How does cancer treatment differ in older versus younger patients? In general, older patients are often more resilient than they or their families expect when faced with a cancer diagnosis. Further, older adults tolerate the side effects of cancer treatment better because they often have more life experience dealing with acute and chronic symptoms.

It’s probably not the first time they have been sick and, as a result, they tend to know their bodies better, can more easily identify when something feels right or wrong and possess the emotional and psychological foundations necessary to deal with chronic illness. In fact, according to Kagan, there are a number of strategies older cancer patients can implement when they are initially diagnosed. These strategies can help capitalize on that reslience and other sources of strength.

Create a Team
Everyone should have a health care team that fits their needs. This team can include family members, doctors, nurses, clinicians, and nutritionists – all of the people who will contribute both in terms of treatment and support. Every team, of course, needs a leader. In some cases, as the patient you may want to be the team leader or you might designate a family member or a doctor or a combination of both to help you make decisions about your care.

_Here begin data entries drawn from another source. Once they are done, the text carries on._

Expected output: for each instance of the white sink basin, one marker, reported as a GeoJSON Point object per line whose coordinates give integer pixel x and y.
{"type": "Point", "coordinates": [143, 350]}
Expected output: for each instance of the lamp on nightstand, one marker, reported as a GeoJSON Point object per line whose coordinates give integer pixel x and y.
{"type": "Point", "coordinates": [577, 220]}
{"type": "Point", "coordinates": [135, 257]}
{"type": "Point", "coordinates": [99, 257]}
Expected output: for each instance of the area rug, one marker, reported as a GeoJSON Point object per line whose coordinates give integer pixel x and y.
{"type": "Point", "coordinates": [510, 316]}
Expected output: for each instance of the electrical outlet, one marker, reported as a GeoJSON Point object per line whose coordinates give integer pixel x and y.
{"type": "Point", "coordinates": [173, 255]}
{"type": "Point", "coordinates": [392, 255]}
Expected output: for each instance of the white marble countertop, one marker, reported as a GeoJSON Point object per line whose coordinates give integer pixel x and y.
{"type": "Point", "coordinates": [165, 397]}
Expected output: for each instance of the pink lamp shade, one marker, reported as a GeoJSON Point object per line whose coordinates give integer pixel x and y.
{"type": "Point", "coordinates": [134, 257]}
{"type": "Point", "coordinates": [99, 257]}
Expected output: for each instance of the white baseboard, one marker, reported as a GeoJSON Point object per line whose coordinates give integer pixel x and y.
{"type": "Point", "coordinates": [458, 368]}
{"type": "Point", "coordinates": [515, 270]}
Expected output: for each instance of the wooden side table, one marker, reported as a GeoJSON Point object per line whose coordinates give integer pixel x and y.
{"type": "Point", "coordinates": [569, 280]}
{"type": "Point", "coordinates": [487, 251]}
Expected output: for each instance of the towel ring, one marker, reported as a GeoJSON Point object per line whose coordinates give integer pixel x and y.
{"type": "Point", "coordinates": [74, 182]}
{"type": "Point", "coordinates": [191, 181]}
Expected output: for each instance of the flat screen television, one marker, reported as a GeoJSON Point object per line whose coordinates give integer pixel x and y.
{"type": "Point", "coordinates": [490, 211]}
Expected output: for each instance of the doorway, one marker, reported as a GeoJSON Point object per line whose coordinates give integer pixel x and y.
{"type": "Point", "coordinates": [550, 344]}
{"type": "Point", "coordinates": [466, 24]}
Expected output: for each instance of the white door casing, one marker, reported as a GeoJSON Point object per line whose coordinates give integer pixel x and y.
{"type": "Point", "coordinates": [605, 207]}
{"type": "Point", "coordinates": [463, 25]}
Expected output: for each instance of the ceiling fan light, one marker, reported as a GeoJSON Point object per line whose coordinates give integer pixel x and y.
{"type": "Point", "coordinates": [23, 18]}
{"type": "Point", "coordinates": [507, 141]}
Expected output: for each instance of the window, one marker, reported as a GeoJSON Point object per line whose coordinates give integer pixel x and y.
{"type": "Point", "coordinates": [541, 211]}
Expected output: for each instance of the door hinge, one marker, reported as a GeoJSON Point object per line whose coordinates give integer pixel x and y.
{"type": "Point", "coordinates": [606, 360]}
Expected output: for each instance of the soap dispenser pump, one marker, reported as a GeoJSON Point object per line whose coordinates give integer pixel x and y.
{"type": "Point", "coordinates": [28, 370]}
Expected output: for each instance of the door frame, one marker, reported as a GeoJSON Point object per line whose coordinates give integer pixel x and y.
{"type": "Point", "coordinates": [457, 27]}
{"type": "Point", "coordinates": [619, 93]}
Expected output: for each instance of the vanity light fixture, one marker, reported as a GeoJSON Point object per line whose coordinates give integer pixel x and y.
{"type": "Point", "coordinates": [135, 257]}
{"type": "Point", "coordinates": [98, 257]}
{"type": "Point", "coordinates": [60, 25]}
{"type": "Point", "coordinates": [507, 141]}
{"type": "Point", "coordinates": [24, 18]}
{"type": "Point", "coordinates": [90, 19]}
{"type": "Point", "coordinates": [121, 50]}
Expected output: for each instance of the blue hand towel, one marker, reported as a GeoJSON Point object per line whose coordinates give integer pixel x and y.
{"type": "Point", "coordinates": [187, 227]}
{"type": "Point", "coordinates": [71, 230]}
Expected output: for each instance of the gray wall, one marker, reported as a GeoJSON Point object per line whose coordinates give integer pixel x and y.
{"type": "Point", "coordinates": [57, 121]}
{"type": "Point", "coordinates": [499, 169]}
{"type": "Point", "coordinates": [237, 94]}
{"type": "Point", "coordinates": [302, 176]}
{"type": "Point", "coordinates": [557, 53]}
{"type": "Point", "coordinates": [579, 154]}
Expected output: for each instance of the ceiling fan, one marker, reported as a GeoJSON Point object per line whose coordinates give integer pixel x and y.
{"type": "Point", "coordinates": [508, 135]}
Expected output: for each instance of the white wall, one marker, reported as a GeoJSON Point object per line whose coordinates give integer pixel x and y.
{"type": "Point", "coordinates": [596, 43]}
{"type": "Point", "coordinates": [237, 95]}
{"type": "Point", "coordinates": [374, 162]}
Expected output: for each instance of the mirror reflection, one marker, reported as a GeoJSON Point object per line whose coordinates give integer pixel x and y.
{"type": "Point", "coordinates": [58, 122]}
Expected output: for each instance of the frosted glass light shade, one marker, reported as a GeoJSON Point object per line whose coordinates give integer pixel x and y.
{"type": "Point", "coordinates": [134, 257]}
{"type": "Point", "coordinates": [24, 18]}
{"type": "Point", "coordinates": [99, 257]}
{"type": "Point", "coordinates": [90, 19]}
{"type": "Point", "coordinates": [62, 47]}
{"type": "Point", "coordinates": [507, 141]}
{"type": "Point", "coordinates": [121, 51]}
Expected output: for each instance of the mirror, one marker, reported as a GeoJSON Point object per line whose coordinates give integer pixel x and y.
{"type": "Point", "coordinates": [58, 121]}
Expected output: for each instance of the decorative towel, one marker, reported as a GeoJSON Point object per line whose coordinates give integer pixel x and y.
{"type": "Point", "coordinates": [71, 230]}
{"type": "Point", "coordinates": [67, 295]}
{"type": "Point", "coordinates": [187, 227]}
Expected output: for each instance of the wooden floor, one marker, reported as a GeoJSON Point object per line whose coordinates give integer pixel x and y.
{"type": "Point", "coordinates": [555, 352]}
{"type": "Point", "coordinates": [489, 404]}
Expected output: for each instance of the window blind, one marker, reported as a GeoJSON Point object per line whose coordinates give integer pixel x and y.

Regardless of how you are making decisions today, be sure to designate a surrogate decision maker through a living will or durable power of attorney for health care. This person will be in charge of your health care when you cannot make decisions yourself so be sure he or she knows what you want.

Identify Your Needs
What team members are necessary for your treatment? “For example, many patients don’t add a nutritionist to the team until much later in the treatment process,” says Kagan.“You really need a nutritionist with you in the beginning so that he or she can help develop creative strategies to make good nutrition easy. It’s better to be proactive with good nutrition than to wait until a problem develops.”

Find a Buddy
It’s best to have one or two family members or friends attend every appointment with you. This way you are never alone when dealing with questions or concerns you may have. In addition, it helps to have others in the room to help hear and interpret any information the doctor may provide.

Keep a Log
On a daily basis,write down any symptoms or problems that you may be having. Identify what troubles you the most and what bothers you the least. This will enable you to see the progress of your treatment, will provide a good reservoir of information and can be a source of questions you may want to ask your doctor, your nurse or other team members.

“The most important thing to remember,” says Kagan,“is that cancer is not the only thing you do. Be sure to take time for yourself and your family. Account for what’s important to you in your life and note the things that give you contentment. Cancer is not your whole life.”